On the Administration and Finance side Seattle has a Director of Human Resources, a Director of Business Operations, a Human Resources Manager, a Human Resources Administrative Assistant, an Executive Assistant to the President, two Executive Assistants, a Director of Facilities & Fields, a Receptionist, an Office Assistant, a Director of Finance, a Director of Business Strategy & Analytics, a Financial Reporting Manager, an Accounts Payable Coordinator, a Senior Accountant, a Payroll Accountant, a Revenue Staff Accountant, an Accounts Payable Coordinator, an Accounting Manager, a Purchasing Coordinator/Accounts Payable and an Finance Data Analyst.
For Broadcasting, Communications and Media the Revolution have a Supervising Producer and Announcer, a Color Analyst, a Sideline reporter, a Director of Communications, a Communications Coordinator, a Team Photographer, two Communications Associates, a Digital Content Manager, a Staff Writer and Online Host, a Social Media Associate and an E-mail Marketing Coordinator.
Seattle’s IT and Communications and Broadcasting and Digital Media departments have a Director of Information Technology, two Applications Developers, two Senior Systems Administrator, a Database Administrator, an Information Technology Specialist, a Director of Communications, a Communications Assistant, a Media Services Manager, a Corporate Communications Director, an Assistant Director of Broadcasting, an Executive Producer, a Broadcast Announcer, a Broadcast Analyst, two Photographers, a Director of Digital & Emerging Media, a Digital Media Manager, a Digital Content Coordinator, a Digital Media Video Producer, a Digital Media Writer & Host and a Digital Media Host.
For general ticket sales and service New England has a V.P. of Ticket Sales and Customer Service, a Customer Service Manager, a Group Sales Manager, a Package Sales Manager, two Senior Account Executives, seven Account Executives, an Analyst for CRM Sales, a Senior Customer Service Representative and three Customer Service Representatives.
At the Sounders a Director of Ticket Operations, two Ticket Sales Managers, a Ticket Services & Fan Relations Manager, two Box Office Managers, three Customer Sales Representatives, two Ticket Sales Representatives and three Customer Relationship Representatives staff Ticket Sales & Service.

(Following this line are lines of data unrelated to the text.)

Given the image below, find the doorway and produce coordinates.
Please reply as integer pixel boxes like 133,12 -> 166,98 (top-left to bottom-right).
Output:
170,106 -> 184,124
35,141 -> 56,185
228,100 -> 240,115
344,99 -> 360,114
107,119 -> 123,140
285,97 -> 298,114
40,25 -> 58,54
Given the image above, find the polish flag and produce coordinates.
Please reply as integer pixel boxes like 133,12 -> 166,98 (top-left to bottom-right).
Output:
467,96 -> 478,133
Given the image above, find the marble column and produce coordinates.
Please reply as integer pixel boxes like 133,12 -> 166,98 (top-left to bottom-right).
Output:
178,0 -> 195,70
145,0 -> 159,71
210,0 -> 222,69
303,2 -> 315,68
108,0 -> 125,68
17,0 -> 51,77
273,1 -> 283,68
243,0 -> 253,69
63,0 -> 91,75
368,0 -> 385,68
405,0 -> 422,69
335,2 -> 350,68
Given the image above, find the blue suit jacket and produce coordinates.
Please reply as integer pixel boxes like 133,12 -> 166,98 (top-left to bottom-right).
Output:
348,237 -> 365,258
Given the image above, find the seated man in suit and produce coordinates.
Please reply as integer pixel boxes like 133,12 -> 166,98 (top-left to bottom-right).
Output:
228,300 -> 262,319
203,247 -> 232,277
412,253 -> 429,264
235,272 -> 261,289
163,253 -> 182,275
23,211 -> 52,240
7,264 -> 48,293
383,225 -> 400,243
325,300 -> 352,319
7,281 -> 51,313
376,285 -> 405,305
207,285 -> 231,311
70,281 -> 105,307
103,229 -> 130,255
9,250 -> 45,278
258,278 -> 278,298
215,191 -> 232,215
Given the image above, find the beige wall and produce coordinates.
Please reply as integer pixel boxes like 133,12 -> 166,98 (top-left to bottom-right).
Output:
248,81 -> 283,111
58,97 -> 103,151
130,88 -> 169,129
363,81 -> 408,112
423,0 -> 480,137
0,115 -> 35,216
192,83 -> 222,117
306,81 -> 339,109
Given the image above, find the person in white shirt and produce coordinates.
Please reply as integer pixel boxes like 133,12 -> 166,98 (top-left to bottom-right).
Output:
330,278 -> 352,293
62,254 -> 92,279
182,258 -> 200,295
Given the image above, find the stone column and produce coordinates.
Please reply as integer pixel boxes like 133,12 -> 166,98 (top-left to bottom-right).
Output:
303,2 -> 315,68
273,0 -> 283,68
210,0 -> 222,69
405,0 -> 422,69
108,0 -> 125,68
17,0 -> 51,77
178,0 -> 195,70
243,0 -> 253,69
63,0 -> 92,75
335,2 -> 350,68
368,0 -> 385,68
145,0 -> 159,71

On the luxury side Seattle has a Managing Director of Suite Sales & Service, two Directors of Suite Sales, two Suite Sales Managers and a Suite Services Coordinator.
For flogging Corporate Partnerships Seattle employs a Managing Director of Corporate Partnerships, four Directors of Sales, a Manager of Sales, a Manager, Corporate Partnership Services, five Account Managers, a Business Analyst, a Media Coordinator, a Digital Media Coordinator, a Service Coordinator, a Creative Manager and an Administrative Assistant.
Marketing for the Sounders involves a Director of Marketing, a Creative Director, a Marketing Manager, a Loyalty Program Manager and a Graphic Design Coordinator.
Seattle’s Gameday Production at the stadium involves a Director of Event Presentation & Fan Engagement, a Director of Production Services & Game Presentation, a Manager of Game Presentation, a Production Services Manager and a Lead Editor.
Seattle’s Retail Operations, that is the club shop, etc. involve a Director of Retail Operations, a Retail Operations Manager, a Retail Promotions & Merchandising Manager, a Pro Shop Manager – Pike Place, a Pro Shop Assistant Manager and a Warehouse Lead.
And, finally, cooking for the Sounders, Food Services employs an Executive Chef and three Cooks, leaving analogies about groceries, measuring and shopping to the reader.